When the expression of sexuality is related to institutionalised set ups such as
marriage, the issue becomes more complicated. Says Raksha a 24 year old young
woman with visible mobility impairment, ‘Society still thinks that if I am not
married, I am not entitled to a sex life. This realisation is very painful as I
am also like everyone else with the same bodily needs like any other woman’s
inside. Consequently, I am forced to look for relationships which are under the
cover and while my desire does get gratified to some extent, isolation of my
life does not go away. Also, I am always scared as to what would happen to me if
they were to discover that I have crossed my boundaries.’ Resistance under such
circumstances is fraught with turmoil. As Sneha puts it, ‘Even if I am ready to
break away from the codes that have been imposed on me, how do I go about
searching for a partner? My dad’s younger brother once suggested that he might
be able to “help” me , but you think I can complain about him to my parents? I
am doomed either way as for them the need to feel good about oneself cannot be
associated with me. I feel that they have always devalued me so much that I have
no clue where to look for love and acceptance’.
As Leonore Tiefere writes, ‘Imagine how you would feel if playing gin rummy, and
playing it well, was considered a major component of happiness and a major
sign of maturity, but no one told you how to play, you never saw anybody else
play, and everything you ever read implied that normal and healthy people just
somehow ‘know’ how to play and really enjoy playing the very first time they
try!’ (1995). She highlights the critical role that sexuality education can play
in assisting disabled people assert their sexuality. Most disabled people grow
up without receiving any form of sexuality education at school or home. This is
assuming that they are not actively discouraged from the idea of sex altogether.

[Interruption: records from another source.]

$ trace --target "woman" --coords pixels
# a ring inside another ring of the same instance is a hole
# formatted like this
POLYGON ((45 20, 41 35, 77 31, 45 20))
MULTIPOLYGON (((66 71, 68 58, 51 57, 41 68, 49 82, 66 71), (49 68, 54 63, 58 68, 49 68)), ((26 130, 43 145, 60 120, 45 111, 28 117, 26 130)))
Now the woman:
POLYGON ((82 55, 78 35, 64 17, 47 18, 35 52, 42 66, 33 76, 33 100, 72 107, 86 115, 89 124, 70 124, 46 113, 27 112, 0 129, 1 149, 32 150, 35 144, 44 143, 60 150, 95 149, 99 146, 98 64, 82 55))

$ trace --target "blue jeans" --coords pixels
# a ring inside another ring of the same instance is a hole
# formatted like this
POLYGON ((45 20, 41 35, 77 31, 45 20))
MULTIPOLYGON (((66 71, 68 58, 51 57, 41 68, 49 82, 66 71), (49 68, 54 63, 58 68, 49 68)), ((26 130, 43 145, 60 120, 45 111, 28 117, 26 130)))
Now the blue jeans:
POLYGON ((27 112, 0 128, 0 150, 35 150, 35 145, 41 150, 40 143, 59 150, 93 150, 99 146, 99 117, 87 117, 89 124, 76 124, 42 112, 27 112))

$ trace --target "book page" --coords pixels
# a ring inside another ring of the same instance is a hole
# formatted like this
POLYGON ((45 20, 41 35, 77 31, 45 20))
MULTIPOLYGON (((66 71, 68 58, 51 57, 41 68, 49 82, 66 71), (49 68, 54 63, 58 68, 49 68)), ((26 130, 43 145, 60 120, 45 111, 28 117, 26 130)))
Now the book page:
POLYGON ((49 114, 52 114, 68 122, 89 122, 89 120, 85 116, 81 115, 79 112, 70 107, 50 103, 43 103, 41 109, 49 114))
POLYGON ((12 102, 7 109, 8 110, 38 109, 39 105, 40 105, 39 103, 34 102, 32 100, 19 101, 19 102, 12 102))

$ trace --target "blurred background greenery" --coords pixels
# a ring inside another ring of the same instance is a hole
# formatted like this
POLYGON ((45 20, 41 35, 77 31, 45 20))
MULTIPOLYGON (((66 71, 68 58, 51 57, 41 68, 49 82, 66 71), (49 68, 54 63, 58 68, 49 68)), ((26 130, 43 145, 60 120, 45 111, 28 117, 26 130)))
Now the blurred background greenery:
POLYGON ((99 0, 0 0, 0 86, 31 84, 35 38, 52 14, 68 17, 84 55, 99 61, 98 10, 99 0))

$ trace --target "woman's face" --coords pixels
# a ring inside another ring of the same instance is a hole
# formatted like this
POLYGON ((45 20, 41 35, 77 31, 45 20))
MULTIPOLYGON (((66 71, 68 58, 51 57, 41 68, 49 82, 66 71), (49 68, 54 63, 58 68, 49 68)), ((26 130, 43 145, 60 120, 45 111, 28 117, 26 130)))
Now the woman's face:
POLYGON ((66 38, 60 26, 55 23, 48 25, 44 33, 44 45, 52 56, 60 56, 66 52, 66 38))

It is difficult to place the onus on any one agency in particular, for excluding
disabled people from in-depth sexuality education. Is it the government, is it
schools themselves, be they mainstream or special, is it disability
organisations and campaigners, or is it families and caregivers? The truth is
that all parties bear responsibility. As Radha says, ‘There is a general feeling
that they don’t have the education they need and have a right to, she says,
adding that she has encountered students who do not know the basic facts about
sex and are hence vulnerable to abuse.
Seema a hearing impaired girl says that only sexuality education she ever
received was from her peer group. While she had been told about menstruation by
her grandmother, no one ever discussed the issue of womanhood. ‘Consequently,
there were no opportunities to talk about sexual issues. In any case without any
one consenting to marry me, what is the advantage of knowing about sex? Society
still thinks that people like me are not entitled to a sex life? I find this
very frustrating as my body is just like any other woman’s, inside’. The fact
that they can be vulnerable should indicate the need
for teaching those with disabilities to have appropriate and safe sexual
relationships. However we often find that programmes on HIV as well as STD do
not adequately cover the issues of disability.
Dr Tom Shakespeare, one of the authors of The Sexual Politics
of Disability says more specific information must be made available. ‘There
aren’t enough initiatives, and I don’t think the ones that exist have been
mainstreamed,’ he says. ‘Sex and relationships is an area most people feel
insecure and uncertain about, particularly disabled people’. He says there is
‘no excuse’ to ignore disabled people when educating youngsters. ‘I think a lot
of parents are anxious about their disabled child being sexually active, so they
think it’s better for them not to know about it’.
However, many people still hold misconceptions about sexuality among
developmentally disabled people, including the caregivers and parents of people
with developmental disabilities. A closer analysis reveals that parents
internalise the societal conceptualisations. In the case of developmentally
disabled people the image of them being ‘eternal children’ is very powerful. I
think sexuality education needs to address the
fact that there is enough research which proves that developmentally disabled
people are learning all the time about many vital areas of life which includes
sexuality. They are fully capable of registering the difference between ‘public’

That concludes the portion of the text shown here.